Migrate objects from a S3 bucket to a new bucket, discovery failed

dichensun · June 4, 2025, 3:43pm

Hi,
What have done:

created a new metastore using a new postgres database
copy all objects from one directory in a bucket to a new bucket
created a new catalog point to the new bucket

Discovery failed on “Procedure not registered: system.register_table”
new bucket url is s3://new-bucket
From command “CALL hive_new_metastore_catalog.system.register_table(schema_name => ‘discovered_schema’, table_name => ‘c434af5c59e4542345234068750’, table_location => s3://old_bucket/data_catalog/granite/ise/oct_vlanpool_b-3c434af5c59e45f1a4ed955473068750’)” we noticed table_location still points to old bucket.
Looks like we need to update table_name and table_location somewhere to fix this.
Can somebody help?
Thank you

lester · June 4, 2025, 5:46pm

From the hive_new_metastore_catalog name, I’m making the assumption that you are setting up the Hive connector, not the Iceberg connector (especially with the long _abc123XYZ!@# suffix to the oct_vlanpool table name suggesting we are talking about iceberg tables).

If that’s true (i.e. using the Hive, not Iceberg connector) then the error message is telling you the register_table procedure is NOT available in the Hive connector. It is in the Iceberg connect as doc’d at Iceberg connector — Trino 475 Documentation.

Could that be the problem?

joechu · June 4, 2025, 6:06pm

To add to what lester is saying, it’s important to know whether the hive_new_metastore_catalog is using connector.name=hive, or connector.name=iceberg.

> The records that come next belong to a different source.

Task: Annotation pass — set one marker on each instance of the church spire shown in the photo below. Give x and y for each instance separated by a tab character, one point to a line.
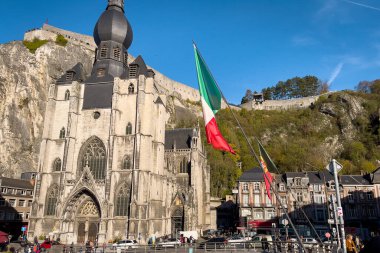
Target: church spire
116	4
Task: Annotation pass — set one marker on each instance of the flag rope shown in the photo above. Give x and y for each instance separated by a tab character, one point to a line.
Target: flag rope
253	152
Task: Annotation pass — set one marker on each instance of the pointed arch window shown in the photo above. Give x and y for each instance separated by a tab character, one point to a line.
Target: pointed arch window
131	89
129	128
183	166
62	133
127	164
93	155
57	164
122	201
51	201
67	95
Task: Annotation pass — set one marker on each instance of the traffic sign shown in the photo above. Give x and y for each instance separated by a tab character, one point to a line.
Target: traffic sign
339	211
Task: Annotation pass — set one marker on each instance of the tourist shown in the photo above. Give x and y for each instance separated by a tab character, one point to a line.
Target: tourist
350	245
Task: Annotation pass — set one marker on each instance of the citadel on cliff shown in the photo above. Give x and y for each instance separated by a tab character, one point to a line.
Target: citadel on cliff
108	167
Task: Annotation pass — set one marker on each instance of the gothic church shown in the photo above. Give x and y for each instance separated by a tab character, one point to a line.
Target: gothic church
108	168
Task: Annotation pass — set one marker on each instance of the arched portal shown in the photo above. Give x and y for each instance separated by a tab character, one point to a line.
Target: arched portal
177	221
81	217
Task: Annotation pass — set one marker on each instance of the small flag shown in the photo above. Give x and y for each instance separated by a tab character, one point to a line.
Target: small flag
211	99
267	175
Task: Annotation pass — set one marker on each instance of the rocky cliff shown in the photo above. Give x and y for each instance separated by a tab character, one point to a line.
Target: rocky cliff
24	79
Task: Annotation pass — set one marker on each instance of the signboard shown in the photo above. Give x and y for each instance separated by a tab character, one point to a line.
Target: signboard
339	211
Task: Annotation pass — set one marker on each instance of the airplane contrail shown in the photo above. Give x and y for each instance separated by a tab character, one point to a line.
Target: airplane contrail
362	5
335	73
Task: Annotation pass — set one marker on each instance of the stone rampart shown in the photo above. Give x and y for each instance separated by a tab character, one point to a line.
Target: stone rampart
48	32
295	103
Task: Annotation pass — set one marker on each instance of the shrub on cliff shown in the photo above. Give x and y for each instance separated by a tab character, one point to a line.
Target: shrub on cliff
61	40
34	44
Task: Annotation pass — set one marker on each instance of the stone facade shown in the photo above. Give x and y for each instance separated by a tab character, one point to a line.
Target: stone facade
107	167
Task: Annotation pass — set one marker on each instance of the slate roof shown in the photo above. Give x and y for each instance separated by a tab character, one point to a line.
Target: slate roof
319	177
255	174
16	183
78	75
354	180
180	138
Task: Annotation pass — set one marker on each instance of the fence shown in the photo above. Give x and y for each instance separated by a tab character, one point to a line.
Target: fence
267	247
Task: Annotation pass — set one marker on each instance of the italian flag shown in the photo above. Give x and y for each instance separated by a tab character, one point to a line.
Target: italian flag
211	99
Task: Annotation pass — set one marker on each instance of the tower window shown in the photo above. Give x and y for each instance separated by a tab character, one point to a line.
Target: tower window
133	71
62	133
116	53
57	164
51	201
129	128
67	95
127	165
100	72
122	201
69	75
103	52
131	89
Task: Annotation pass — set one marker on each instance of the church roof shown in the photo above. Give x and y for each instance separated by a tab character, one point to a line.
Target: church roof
255	175
178	138
16	183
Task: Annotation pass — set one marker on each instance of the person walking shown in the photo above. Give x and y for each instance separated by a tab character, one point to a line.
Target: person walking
350	245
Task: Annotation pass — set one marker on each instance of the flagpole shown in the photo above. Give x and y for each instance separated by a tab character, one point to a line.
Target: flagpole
256	157
291	193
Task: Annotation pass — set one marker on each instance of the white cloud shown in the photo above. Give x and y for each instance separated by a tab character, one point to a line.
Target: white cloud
335	73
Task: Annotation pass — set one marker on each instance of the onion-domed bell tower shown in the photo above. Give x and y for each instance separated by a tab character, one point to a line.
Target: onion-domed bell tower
113	35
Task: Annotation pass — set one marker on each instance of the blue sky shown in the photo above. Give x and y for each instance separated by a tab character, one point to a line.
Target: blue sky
248	44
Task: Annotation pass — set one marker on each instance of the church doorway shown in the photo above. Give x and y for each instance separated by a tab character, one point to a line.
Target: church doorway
87	220
177	222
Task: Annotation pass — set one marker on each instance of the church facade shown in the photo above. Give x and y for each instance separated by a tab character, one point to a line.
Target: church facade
108	168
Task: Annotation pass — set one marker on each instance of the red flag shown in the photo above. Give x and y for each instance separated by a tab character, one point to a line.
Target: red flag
267	176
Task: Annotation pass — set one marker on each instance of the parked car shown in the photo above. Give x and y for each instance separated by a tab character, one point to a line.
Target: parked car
310	242
125	244
169	243
256	241
236	240
214	243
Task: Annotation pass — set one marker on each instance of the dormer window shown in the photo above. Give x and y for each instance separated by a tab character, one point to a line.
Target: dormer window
100	72
67	95
133	71
103	52
116	53
69	76
62	133
131	89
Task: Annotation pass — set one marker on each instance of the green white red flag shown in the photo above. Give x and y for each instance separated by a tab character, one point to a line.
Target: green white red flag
211	99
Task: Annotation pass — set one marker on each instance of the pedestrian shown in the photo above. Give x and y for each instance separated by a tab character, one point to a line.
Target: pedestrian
350	245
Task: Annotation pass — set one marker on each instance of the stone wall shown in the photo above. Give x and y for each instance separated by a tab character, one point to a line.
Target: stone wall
295	103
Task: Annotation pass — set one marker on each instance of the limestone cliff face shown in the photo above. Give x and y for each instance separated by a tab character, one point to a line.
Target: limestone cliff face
24	79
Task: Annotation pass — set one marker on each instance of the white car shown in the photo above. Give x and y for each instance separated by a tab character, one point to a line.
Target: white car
170	243
125	244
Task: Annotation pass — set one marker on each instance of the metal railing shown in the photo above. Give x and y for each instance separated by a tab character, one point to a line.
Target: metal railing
249	246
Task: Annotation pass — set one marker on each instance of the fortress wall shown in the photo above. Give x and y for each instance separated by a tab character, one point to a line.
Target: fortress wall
294	103
48	32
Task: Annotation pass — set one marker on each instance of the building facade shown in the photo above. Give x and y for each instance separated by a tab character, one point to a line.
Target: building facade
107	167
16	199
306	194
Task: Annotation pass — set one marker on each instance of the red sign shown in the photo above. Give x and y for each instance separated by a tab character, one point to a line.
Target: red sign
260	224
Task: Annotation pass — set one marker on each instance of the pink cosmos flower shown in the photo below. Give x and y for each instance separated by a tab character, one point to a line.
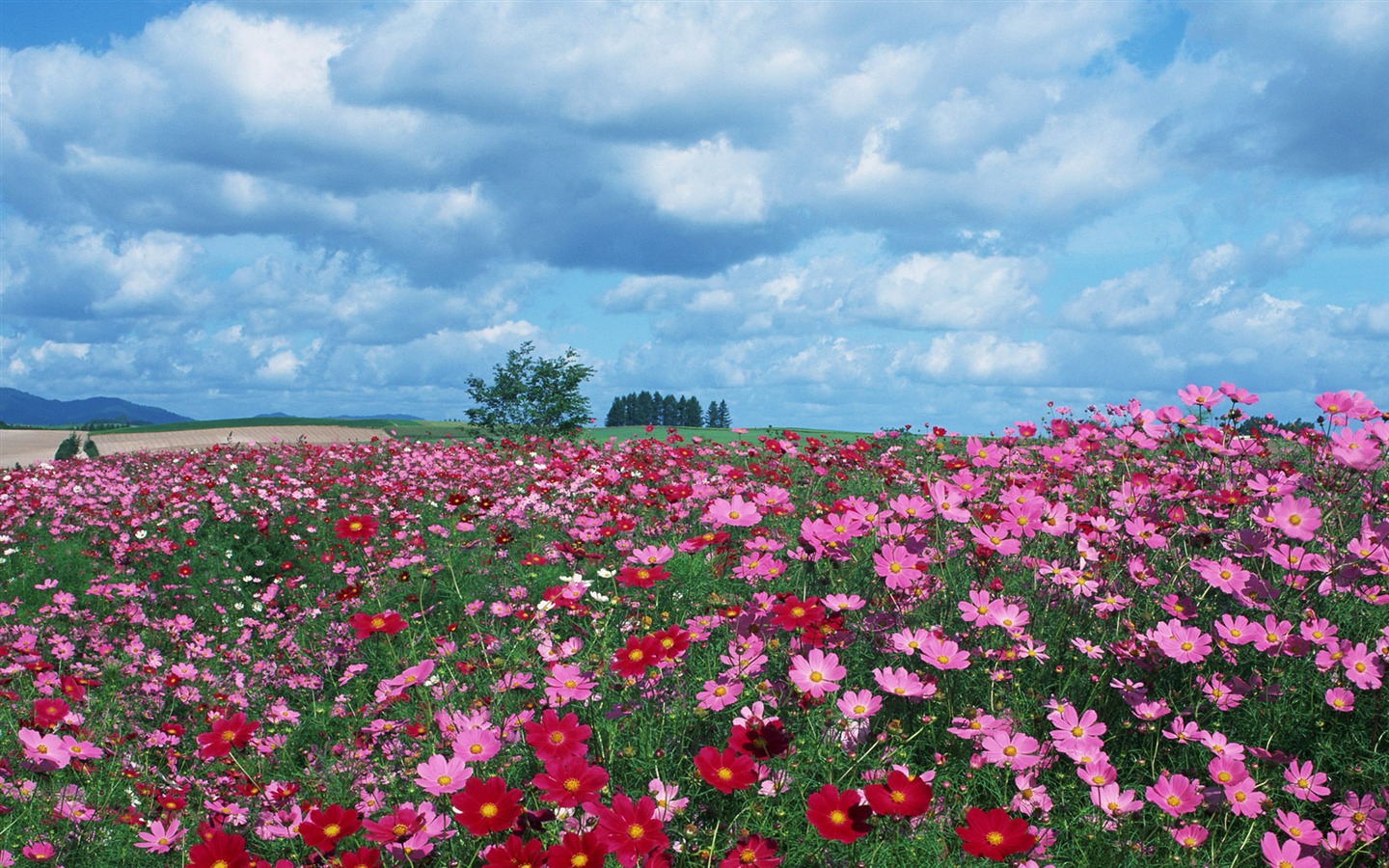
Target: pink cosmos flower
1114	801
1013	750
1244	799
160	838
1341	699
1175	795
1294	517
734	511
1287	854
1296	827
567	684
1190	836
1363	666
902	682
44	748
817	672
1181	642
719	693
858	704
944	654
1304	782
442	775
476	745
896	565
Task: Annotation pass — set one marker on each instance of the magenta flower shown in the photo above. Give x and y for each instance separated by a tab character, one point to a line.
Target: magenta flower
441	775
1175	795
1363	666
1304	782
817	672
734	511
160	838
1294	517
1287	854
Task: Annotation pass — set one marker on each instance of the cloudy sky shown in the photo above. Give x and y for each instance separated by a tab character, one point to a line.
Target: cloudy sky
827	214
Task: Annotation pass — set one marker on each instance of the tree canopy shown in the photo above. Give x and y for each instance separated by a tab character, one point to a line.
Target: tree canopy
532	394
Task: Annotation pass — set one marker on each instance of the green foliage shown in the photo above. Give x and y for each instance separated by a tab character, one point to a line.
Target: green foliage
646	409
69	448
531	394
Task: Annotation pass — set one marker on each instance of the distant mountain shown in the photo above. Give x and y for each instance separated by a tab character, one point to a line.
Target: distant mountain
24	409
350	419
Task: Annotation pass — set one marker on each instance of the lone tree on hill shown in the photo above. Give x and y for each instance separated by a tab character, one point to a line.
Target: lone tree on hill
531	394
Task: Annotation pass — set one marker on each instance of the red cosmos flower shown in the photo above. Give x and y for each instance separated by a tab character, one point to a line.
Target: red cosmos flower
325	827
226	735
220	851
362	857
570	781
838	816
761	741
556	738
577	852
356	528
726	770
751	852
49	712
640	577
486	805
384	622
994	835
640	653
72	689
795	614
674	642
630	829
902	796
515	853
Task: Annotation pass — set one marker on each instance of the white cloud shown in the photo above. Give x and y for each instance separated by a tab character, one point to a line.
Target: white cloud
960	290
975	357
1140	300
709	182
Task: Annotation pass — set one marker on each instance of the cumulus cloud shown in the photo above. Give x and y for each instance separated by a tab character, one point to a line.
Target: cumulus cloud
828	210
959	292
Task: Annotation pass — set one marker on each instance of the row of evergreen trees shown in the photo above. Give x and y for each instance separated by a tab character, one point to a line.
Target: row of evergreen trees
647	409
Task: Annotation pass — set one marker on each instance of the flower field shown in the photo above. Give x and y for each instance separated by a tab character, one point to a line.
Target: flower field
1124	637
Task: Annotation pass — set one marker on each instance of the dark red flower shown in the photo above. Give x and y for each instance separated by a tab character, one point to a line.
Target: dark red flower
356	528
726	770
994	835
362	857
381	622
486	805
902	796
631	829
226	735
640	577
325	827
570	781
577	852
515	853
761	741
556	738
751	852
49	712
838	816
640	652
220	851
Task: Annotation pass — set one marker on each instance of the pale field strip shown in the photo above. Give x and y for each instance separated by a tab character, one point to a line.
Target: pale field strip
27	448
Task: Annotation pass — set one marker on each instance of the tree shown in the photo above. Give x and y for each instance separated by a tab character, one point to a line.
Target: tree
69	448
531	394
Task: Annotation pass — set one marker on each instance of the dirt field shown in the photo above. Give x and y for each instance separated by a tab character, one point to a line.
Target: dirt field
34	446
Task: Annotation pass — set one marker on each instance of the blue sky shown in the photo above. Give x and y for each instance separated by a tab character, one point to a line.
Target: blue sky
827	214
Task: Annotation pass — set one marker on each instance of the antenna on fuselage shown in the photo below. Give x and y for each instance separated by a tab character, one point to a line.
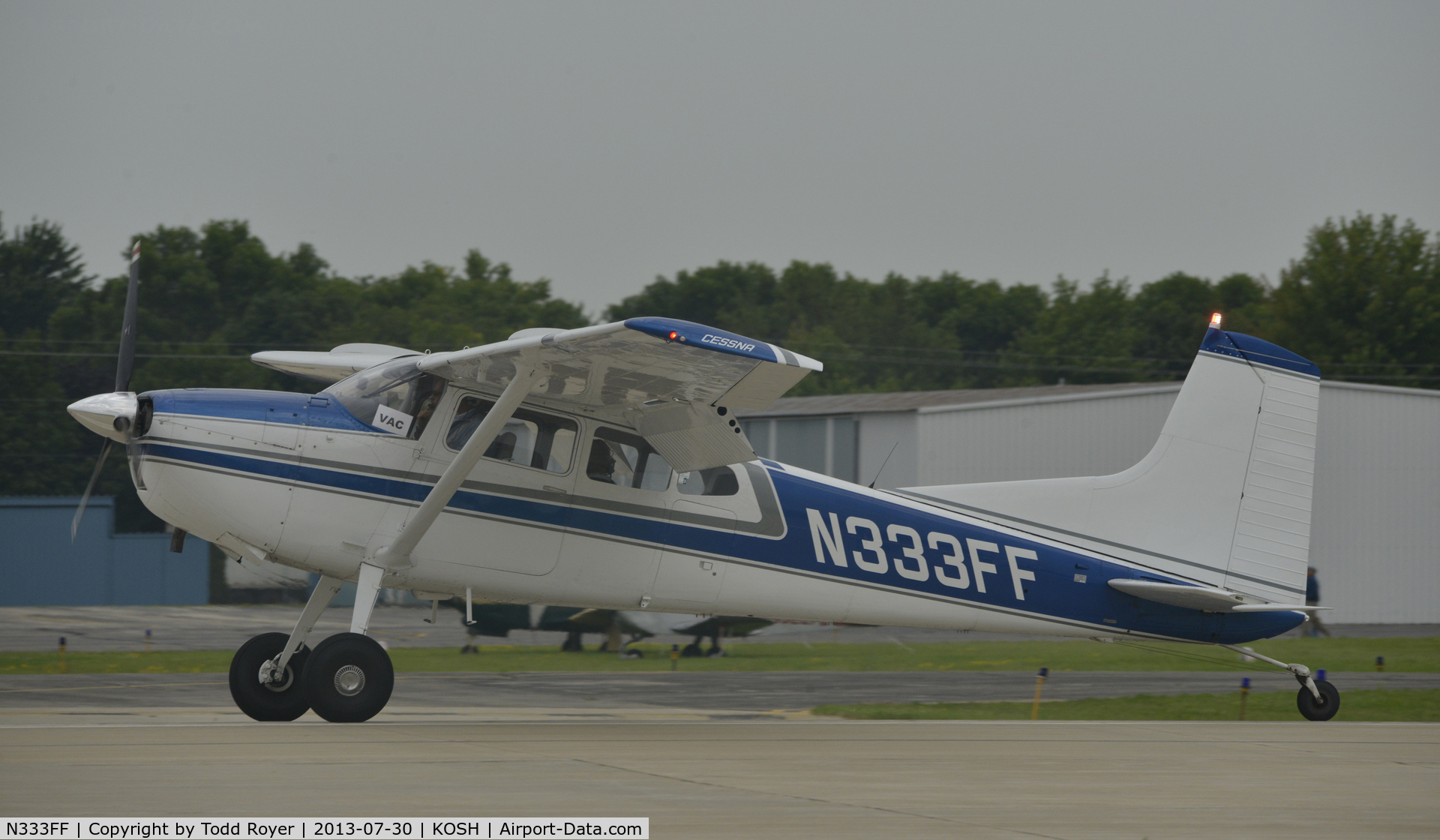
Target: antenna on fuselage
883	466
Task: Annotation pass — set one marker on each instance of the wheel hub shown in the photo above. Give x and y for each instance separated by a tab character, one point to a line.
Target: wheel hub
278	686
349	680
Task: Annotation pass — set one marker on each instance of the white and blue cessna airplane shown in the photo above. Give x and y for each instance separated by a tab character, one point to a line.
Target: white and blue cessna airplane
604	467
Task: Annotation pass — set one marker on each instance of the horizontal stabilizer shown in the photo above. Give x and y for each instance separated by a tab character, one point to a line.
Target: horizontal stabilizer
1210	598
1207	598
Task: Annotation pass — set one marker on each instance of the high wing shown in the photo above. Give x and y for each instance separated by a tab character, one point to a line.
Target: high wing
676	382
330	366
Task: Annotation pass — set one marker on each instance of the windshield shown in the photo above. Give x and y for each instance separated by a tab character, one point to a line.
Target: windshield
395	398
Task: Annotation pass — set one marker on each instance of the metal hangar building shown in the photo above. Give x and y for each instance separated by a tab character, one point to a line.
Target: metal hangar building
1376	516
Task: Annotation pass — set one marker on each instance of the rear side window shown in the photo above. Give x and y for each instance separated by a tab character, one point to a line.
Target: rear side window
529	438
626	460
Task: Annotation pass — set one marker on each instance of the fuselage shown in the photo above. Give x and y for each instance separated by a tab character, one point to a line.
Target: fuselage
304	482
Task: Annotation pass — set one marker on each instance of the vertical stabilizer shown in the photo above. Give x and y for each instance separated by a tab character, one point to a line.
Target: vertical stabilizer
1223	497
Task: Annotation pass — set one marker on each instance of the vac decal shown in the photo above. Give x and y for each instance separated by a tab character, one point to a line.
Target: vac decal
950	564
392	420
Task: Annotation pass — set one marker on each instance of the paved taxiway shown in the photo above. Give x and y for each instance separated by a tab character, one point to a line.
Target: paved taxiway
730	691
774	778
228	627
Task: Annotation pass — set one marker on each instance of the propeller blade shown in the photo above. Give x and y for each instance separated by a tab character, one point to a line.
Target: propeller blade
80	512
127	333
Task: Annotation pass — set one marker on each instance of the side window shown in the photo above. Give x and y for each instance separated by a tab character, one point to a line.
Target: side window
626	460
715	482
529	438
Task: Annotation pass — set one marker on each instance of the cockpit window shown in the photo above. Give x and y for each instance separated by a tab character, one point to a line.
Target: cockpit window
627	460
529	438
713	482
395	398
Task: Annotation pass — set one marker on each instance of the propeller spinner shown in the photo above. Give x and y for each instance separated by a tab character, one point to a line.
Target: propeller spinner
112	414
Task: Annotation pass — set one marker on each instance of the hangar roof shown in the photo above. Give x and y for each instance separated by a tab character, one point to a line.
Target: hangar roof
928	401
942	401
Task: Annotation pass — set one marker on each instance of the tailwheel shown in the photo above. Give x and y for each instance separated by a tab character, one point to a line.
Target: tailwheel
347	677
278	700
1322	708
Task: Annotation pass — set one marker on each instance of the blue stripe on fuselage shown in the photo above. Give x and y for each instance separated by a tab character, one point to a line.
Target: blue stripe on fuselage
278	406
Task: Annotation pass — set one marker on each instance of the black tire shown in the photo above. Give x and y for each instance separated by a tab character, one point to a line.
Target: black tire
347	677
261	702
1322	710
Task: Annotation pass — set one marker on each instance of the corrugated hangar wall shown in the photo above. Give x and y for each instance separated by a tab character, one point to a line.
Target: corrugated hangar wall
1376	518
1376	522
1040	437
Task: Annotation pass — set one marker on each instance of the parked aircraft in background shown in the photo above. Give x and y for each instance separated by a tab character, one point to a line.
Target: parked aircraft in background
604	469
620	627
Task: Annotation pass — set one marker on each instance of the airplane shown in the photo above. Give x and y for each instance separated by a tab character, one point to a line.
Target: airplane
604	467
499	620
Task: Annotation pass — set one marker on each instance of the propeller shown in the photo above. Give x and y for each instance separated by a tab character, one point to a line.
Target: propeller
112	414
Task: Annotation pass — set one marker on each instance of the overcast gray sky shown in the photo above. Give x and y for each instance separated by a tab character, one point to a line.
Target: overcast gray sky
604	143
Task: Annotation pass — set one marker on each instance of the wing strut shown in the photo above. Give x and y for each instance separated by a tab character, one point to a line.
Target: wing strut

Is it possible that there are both Hive table objects and Iceberg table objects in the S3 bucket location that is being searched? That could also explain this kind of situation. If you don’t intend to migrate the Iceberg tables, it’s best to run multiple discoveries, setting the URI to include the Hive table objects but avoid the Iceberg ones.

If you do want to migrate the Iceberg table objects into the new bucket, you’ll need to do that differently. Iceberg metadata is included in the object files that will explicitly point to the original location / bucket. This is likely why you are seeing the old location set in the table_location.

dichensun · June 5, 2025, 9:16pm

Hello lester and joechu,

Thank you so much for your help. You are right the correct setting should be connector.name=iceberg.
We updated all .json files made the table location point to new bucket.
We get different errors like :
hive1.helios-dev.svc.cluster.local:9083: java.net.SocketTimeoutException: Read timed out.

e5e6543bc65c4c69b98d25b522d1a6c6 is not a valid object name.

We want to keep those .json files to save some time when we do discovery against a large amount of data.

Now we are not sure this migration process works or not.
Any one has done this before.

Thank you

lester · June 6, 2025, 9:54pm

Starburst/Trino do not yet have a tool to rename the file locations, but you can tackle this with Spark using the rewrite_table_path function as documented at Procedures - Apache Iceberg™.

As an FYI… in the future, the v4 spec might take care of this problem automatically by supporting relative paths instead as identified in Relative Path Support In Table Spec · Issue #13141 · apache/iceberg · GitHub (note: v3 was just finalized, so we are talking about the future).

dichensun · June 9, 2025, 7:58pm

Thank you so much for your help.